Sprint 9 reprioritization note: The original plan placed user authentication in Sprint 9. The Sprint 8 security audit revealed critical gaps (prompt injection, no rate limiting, CORS misconfiguration) that must be resolved before adding auth. Additionally, for a disinformation detection system, AI output trustworthiness (grounding scores, hallucination detection) is more mission-critical than access control. Auth is now Sprint 10 — this is a deliberate sequencing decision, not scope drift.
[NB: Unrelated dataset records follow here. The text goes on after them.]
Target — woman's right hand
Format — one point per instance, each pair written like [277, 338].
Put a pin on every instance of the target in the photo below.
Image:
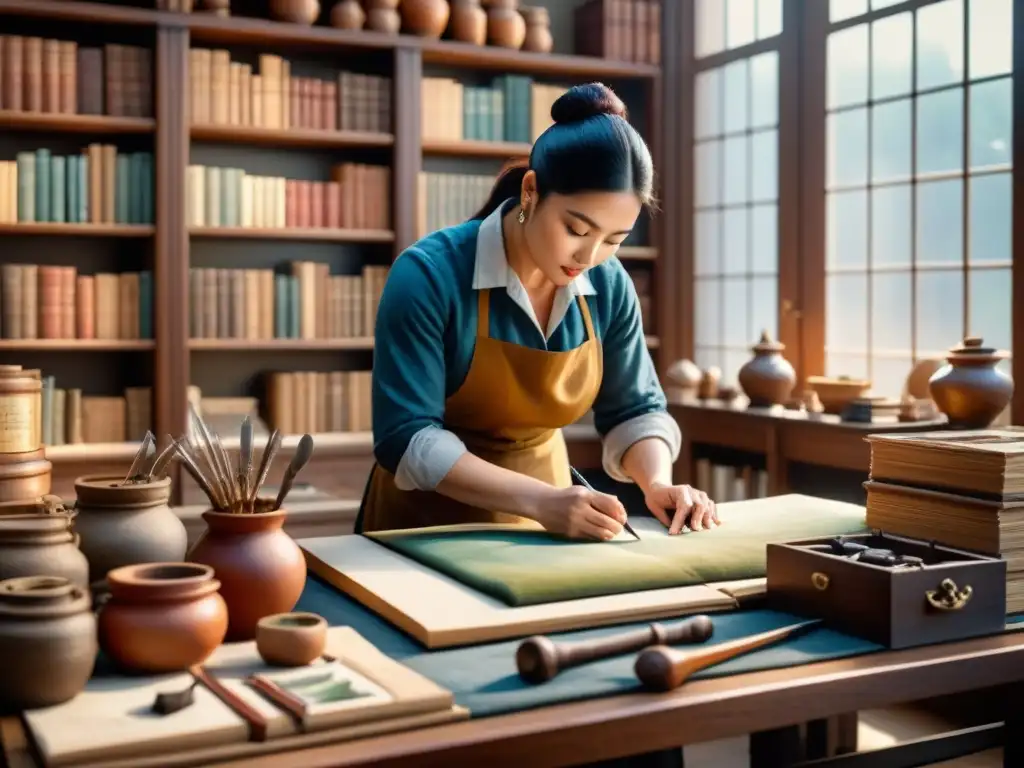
[580, 513]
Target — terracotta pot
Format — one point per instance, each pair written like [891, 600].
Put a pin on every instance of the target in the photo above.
[506, 27]
[260, 567]
[34, 543]
[970, 390]
[162, 616]
[47, 642]
[295, 11]
[291, 639]
[538, 37]
[127, 524]
[348, 14]
[768, 378]
[468, 23]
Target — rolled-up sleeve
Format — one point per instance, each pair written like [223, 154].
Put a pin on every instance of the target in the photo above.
[631, 404]
[410, 439]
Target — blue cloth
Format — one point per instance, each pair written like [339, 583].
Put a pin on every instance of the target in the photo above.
[427, 317]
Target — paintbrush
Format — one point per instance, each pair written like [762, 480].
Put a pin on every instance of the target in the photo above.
[581, 480]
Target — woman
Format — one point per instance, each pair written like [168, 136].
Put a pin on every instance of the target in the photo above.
[494, 334]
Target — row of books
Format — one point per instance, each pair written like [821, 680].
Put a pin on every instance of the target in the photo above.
[98, 186]
[55, 302]
[358, 197]
[226, 92]
[307, 302]
[513, 108]
[60, 77]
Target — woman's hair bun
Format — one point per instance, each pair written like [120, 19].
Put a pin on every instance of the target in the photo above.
[582, 101]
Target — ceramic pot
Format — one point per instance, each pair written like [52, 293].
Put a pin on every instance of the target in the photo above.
[506, 27]
[291, 639]
[348, 14]
[970, 390]
[162, 617]
[768, 378]
[34, 543]
[126, 524]
[260, 567]
[468, 23]
[47, 642]
[538, 37]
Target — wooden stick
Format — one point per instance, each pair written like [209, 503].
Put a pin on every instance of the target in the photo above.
[664, 669]
[539, 658]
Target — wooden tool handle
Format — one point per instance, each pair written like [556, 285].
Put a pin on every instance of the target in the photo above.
[540, 658]
[663, 669]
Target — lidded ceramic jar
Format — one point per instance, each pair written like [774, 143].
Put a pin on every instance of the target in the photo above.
[970, 390]
[47, 642]
[767, 379]
[127, 524]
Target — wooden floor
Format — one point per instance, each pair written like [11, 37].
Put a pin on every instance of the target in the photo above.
[878, 728]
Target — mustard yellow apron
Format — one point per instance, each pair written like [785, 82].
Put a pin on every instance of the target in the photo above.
[509, 411]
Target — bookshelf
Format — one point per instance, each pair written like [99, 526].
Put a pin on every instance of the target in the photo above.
[294, 160]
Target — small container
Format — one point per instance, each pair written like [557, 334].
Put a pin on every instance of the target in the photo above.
[291, 639]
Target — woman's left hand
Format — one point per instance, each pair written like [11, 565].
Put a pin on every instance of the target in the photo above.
[677, 506]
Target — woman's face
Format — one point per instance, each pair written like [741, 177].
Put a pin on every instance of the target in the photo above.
[568, 233]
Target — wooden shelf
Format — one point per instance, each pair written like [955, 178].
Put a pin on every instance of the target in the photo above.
[281, 345]
[472, 148]
[332, 236]
[247, 134]
[79, 230]
[77, 345]
[66, 123]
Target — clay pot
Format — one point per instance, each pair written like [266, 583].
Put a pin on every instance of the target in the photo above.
[291, 639]
[768, 378]
[260, 567]
[295, 11]
[538, 37]
[127, 524]
[347, 14]
[970, 390]
[47, 642]
[382, 15]
[34, 543]
[506, 27]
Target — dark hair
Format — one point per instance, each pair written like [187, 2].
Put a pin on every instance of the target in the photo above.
[590, 147]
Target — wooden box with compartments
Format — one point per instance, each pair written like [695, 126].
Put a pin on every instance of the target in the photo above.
[891, 590]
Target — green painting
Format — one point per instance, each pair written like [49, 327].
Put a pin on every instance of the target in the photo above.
[521, 566]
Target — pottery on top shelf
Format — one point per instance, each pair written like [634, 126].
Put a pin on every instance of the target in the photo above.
[47, 642]
[767, 379]
[127, 524]
[970, 390]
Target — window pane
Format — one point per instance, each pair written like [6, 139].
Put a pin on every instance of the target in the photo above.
[991, 228]
[847, 239]
[991, 306]
[991, 123]
[848, 147]
[891, 244]
[940, 131]
[846, 326]
[764, 89]
[940, 310]
[940, 44]
[891, 133]
[940, 222]
[847, 67]
[892, 43]
[991, 40]
[736, 96]
[764, 239]
[708, 103]
[710, 23]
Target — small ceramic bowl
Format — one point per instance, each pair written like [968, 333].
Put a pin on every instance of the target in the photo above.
[291, 639]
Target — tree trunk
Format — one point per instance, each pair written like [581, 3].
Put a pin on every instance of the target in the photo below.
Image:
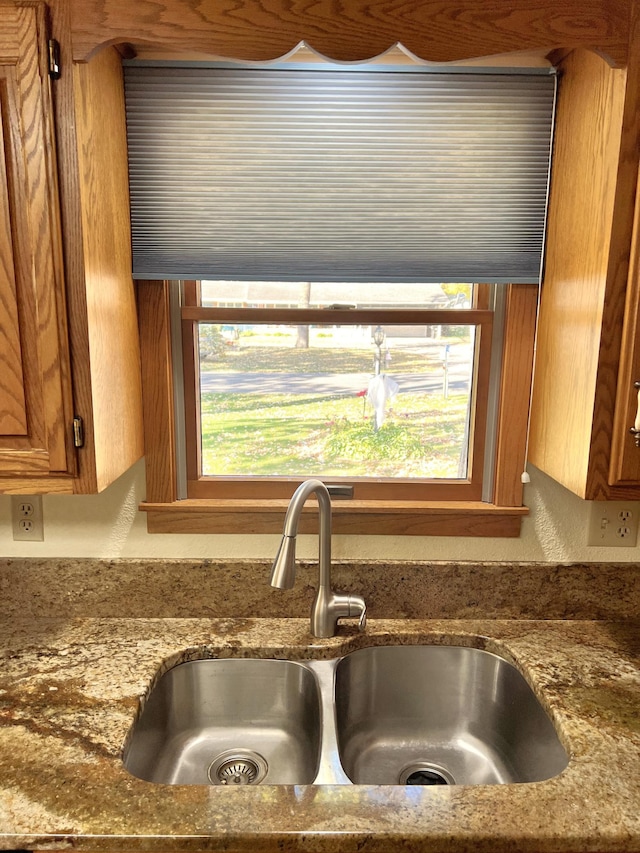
[302, 341]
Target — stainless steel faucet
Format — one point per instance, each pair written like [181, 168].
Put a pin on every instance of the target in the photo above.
[328, 606]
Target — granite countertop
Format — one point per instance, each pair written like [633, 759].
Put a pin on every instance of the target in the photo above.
[70, 686]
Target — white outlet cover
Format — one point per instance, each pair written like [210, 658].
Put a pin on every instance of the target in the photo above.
[614, 524]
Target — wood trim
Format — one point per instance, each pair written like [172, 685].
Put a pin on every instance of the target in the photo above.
[452, 513]
[436, 31]
[222, 488]
[515, 393]
[281, 488]
[112, 323]
[34, 485]
[157, 390]
[625, 455]
[357, 518]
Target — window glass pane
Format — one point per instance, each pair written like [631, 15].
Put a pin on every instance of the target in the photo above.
[330, 400]
[261, 294]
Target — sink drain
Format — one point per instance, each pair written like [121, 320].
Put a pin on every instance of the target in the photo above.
[422, 773]
[237, 767]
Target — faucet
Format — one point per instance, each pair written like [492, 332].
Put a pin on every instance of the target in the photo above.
[328, 606]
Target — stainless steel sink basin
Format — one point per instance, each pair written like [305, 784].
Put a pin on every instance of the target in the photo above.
[388, 715]
[232, 722]
[429, 715]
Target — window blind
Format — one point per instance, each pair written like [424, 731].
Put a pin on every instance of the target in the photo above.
[302, 174]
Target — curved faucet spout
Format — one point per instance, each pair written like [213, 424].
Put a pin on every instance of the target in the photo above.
[328, 606]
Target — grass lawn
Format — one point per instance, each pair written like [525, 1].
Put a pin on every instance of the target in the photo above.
[312, 435]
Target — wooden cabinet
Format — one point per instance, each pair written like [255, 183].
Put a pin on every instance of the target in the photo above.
[68, 338]
[588, 356]
[35, 398]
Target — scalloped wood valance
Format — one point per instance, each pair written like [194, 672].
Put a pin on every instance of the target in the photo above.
[434, 30]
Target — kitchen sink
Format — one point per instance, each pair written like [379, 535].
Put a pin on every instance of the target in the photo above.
[429, 715]
[229, 722]
[385, 715]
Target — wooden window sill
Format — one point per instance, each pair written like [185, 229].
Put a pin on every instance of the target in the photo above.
[400, 518]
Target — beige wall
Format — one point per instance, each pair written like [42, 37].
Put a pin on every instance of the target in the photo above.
[109, 525]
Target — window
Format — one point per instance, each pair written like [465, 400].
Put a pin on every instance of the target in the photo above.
[318, 179]
[439, 506]
[388, 400]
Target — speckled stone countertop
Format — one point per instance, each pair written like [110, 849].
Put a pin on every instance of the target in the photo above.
[70, 688]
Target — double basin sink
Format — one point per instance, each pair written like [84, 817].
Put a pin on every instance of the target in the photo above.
[385, 715]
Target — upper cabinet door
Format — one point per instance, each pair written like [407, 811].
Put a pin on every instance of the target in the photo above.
[35, 396]
[625, 451]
The core features (auth, workspaces, annotations, CDDBS-Edge) remain on the roadmap with unchanged priority.
Potential drift risks:
- CDDBS-Edge is a parallel track that could divert focus — mitigated by keeping it separate and experiment-phase only
- Collaborative features (Sprint 9) could drift toward general-purpose workspace — must stay focused on analyst collaboration for disinformation analysis
- Compliance documentation is valuable but must not become the primary focus — it supports engineering quality, not the other way around
See compliance-practices/ for comprehensive documentation of all DSGVO, CRA, and EU AI Act measures implemented across Sprints 1-7.